For persons who struggle with self-compassion or healthy Engagement, Kristin D. Neff’s website has self-compassion activities. Mindfulness-based stress reduction courses are also available in Utah.
5. Exercise and eat healthily.
Moderate exercise, done five times a week for 30 minutes, can dramatically enhance your mood. Any action that makes singing from the diaphragm difficult is considered moderate exercise. Pay attention to how your mood is affected by your drinking food or beverage. You don’t have to follow fad diets, but anyone who regularly consumes carbs, junk food, and energy drinks will get depressed. Keep in mind the virtue of moderation.

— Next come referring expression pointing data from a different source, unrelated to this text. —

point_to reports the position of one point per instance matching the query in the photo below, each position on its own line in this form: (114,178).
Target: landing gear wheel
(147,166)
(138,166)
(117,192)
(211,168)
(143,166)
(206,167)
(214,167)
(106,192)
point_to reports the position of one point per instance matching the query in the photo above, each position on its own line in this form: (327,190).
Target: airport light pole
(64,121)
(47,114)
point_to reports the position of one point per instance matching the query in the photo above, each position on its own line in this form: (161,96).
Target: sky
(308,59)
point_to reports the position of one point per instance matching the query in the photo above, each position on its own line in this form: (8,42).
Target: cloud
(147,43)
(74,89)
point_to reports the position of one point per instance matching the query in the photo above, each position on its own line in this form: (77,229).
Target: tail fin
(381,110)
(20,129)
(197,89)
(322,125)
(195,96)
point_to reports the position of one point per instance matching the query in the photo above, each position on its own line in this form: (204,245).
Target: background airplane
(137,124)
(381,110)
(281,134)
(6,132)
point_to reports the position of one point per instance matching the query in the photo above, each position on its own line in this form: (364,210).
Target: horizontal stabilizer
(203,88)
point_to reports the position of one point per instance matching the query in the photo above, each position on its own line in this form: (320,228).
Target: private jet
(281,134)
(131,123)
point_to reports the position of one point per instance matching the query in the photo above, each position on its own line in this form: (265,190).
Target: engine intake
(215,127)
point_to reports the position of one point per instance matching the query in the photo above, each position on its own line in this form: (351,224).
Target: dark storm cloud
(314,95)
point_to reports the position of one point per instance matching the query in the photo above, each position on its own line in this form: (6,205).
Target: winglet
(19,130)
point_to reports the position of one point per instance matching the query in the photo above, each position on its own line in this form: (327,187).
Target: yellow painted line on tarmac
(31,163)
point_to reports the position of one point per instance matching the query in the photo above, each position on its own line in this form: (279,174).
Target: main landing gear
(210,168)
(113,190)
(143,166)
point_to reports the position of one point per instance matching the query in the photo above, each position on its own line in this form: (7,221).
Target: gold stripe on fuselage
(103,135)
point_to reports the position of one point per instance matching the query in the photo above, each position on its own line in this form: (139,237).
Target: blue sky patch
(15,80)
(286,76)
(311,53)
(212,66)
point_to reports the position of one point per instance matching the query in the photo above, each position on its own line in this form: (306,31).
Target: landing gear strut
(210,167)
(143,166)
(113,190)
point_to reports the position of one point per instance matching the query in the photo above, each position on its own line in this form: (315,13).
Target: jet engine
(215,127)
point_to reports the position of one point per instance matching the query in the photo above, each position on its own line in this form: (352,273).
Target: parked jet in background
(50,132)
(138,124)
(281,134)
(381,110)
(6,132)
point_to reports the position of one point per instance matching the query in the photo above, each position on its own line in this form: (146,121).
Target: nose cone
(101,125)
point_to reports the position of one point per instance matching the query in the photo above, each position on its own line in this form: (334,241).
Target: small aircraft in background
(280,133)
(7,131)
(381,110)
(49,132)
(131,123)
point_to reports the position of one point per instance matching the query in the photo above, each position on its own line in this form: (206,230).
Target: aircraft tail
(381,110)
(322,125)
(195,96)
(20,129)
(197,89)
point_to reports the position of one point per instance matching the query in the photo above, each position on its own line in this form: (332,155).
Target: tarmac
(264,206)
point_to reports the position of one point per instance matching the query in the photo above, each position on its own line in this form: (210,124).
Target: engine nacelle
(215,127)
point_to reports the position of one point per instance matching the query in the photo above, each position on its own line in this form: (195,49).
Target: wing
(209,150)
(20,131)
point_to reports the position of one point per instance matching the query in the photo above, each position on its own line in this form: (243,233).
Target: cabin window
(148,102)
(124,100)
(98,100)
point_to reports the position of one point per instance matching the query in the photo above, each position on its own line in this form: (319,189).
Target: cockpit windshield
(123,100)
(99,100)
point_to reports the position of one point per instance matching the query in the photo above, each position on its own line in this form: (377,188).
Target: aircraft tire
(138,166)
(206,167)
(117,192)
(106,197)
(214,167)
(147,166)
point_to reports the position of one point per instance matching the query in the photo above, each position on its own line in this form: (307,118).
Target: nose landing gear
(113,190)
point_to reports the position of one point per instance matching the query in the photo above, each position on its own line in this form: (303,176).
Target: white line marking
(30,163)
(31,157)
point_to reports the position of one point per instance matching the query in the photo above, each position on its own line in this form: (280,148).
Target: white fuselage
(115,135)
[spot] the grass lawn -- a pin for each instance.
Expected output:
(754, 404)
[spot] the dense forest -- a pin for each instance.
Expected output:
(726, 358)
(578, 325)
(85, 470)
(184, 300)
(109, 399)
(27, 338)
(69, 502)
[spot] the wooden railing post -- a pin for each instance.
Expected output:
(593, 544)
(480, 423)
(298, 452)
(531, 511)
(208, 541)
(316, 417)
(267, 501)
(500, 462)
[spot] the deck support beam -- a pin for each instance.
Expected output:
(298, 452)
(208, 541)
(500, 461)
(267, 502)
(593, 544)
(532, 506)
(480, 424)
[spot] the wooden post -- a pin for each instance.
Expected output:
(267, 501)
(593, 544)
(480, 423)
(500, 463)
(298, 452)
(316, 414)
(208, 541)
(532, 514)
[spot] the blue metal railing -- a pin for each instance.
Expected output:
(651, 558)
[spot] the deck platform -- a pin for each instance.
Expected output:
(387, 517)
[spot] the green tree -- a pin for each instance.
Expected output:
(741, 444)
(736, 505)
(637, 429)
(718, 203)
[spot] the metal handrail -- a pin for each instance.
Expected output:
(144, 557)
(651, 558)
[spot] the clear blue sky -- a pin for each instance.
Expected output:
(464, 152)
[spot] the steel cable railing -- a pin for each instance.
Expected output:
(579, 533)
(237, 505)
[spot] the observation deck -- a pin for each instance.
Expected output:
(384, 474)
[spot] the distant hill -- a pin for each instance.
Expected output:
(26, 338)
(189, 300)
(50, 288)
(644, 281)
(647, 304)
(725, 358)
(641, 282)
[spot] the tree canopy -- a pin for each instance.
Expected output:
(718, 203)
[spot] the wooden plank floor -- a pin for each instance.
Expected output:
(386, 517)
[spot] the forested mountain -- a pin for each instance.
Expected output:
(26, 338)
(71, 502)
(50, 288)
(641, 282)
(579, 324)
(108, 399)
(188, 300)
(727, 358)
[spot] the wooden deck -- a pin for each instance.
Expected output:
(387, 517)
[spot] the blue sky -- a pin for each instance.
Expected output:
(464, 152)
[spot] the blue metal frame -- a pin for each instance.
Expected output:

6. Relationships: Spend time with individuals that encourage you.
To help you grow, interact with others daily (not people that bring you down). While it’s OK to spend some time alone, it’s essential to establish a balance and avoid isolating oneself since this will prolong the grief.
7. Maintain a Regular Sleep Routine: Try to maintain a regular sleep schedule.
Avoid sleeping too little or too much to maintain a healthy sleep pattern. Staying up late one night and then sleeping the next day is a sure way to make you sad. Also, fixing problems late at night when your brain is half asleep is not a good idea.
As you practise these coping skills, know that you’re on your path to overcoming depression.
Depression, on the other hand, tends to persist when people manufacture a reason why they cannot execute these tasks. Regardless of what medication you’re on, doing several of these daily activities — even when you don’t feel like it — is crucial to treating depression. These good coping skills may take time and practice, but if we don’t make an effort to be healthy, we may find ourselves dealing with periods of “sickness” later.